The danger isn't a stranger. It's legitimate access that no one revisited when everything changed.

How it actually happens

The sibling who set up the iPad

When their father got an iPad, his older son set it up — entered the Apple ID, arranged the settings, stayed signed in "in case there's a problem." It was kindness, and for three years it was nothing more. After the father died, the same account was still open on the son's own devices: the photos, the messages, the health data, and the Notes app where their father had kept a running list of the changes he meant to make to his will. The younger children never knew the access existed.

The caregiver who answered the messages

In the last year of her life, an elderly woman's caregiver "helped" with her WhatsApp — reading what came in, drafting what went out, deciding what was worth passing on. The relatives who lived elsewhere believed, every week, that they were speaking with their mother. In the months the will was being revised, they were speaking with someone else. No one set out to deceive anyone; the access had simply been given, and never once examined.

What we do

We close every account others were trusted with — in a day, with you present.
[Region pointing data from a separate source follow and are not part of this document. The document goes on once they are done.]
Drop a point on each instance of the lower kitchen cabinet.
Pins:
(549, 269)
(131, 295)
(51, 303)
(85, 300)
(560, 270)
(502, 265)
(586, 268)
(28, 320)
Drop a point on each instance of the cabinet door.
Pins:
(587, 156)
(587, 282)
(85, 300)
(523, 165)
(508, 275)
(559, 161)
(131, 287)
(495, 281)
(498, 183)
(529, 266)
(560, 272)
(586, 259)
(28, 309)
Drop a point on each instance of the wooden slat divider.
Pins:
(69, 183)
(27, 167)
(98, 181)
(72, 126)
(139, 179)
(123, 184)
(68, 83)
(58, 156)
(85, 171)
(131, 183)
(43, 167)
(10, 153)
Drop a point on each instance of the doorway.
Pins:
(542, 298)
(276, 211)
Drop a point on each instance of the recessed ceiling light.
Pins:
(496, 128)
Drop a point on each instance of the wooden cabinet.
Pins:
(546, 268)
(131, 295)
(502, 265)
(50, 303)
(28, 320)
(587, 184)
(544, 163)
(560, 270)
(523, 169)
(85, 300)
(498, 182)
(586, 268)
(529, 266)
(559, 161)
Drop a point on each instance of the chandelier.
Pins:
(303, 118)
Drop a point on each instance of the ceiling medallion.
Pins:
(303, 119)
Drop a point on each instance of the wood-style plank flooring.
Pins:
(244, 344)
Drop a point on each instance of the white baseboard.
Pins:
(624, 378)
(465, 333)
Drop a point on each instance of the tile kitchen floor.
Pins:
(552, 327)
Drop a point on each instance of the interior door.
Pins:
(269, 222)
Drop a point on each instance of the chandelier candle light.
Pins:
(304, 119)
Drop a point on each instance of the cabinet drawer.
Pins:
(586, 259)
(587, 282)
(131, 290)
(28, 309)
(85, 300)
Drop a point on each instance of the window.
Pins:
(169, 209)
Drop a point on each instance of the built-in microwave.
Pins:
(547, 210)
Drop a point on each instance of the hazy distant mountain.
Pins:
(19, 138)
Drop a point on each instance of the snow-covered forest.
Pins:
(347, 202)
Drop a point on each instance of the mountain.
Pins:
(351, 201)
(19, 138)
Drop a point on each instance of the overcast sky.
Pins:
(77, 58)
We map the devices, accounts, and documents tied to the estate and the people who hold access to them — and, where it matters, how that access is being used now. Then it's secured in your presence: accounts recovered and separated, helpers signed out, sensitive documents locked, hardware keys issued to the executor and authorised family.

You leave with a signed Certificate of Hardening for the file.

Working with a probate or estate attorney? The Certificate documents the integrity of the digital record. How we work with attorneys →

Protection

A single executor or heir is typically covered by Personal Shield (₪15,000); where several family members or shared devices are involved, higher tiers apply. A Threat Assessment is ₪3,500, credited in full toward any protection tier within 14 days.

See the four protection tiers →

Questions
Can you tell me what a sibling has already seen or changed?

We can identify what access exists and close it; we don't reconstruct another person's past activity. The work is defensive.

I think someone already controls our parent's accounts. Is it too late?

No. We can recover and separate access now, and check what's currently reaching those accounts.

Can we do this while a parent is still living, to protect them?

Yes, and it's the cleanest path — access is organised before any dispute, not during one.

Will family members know?

Securing an account reads as ordinary maintenance; we handle it discreetly.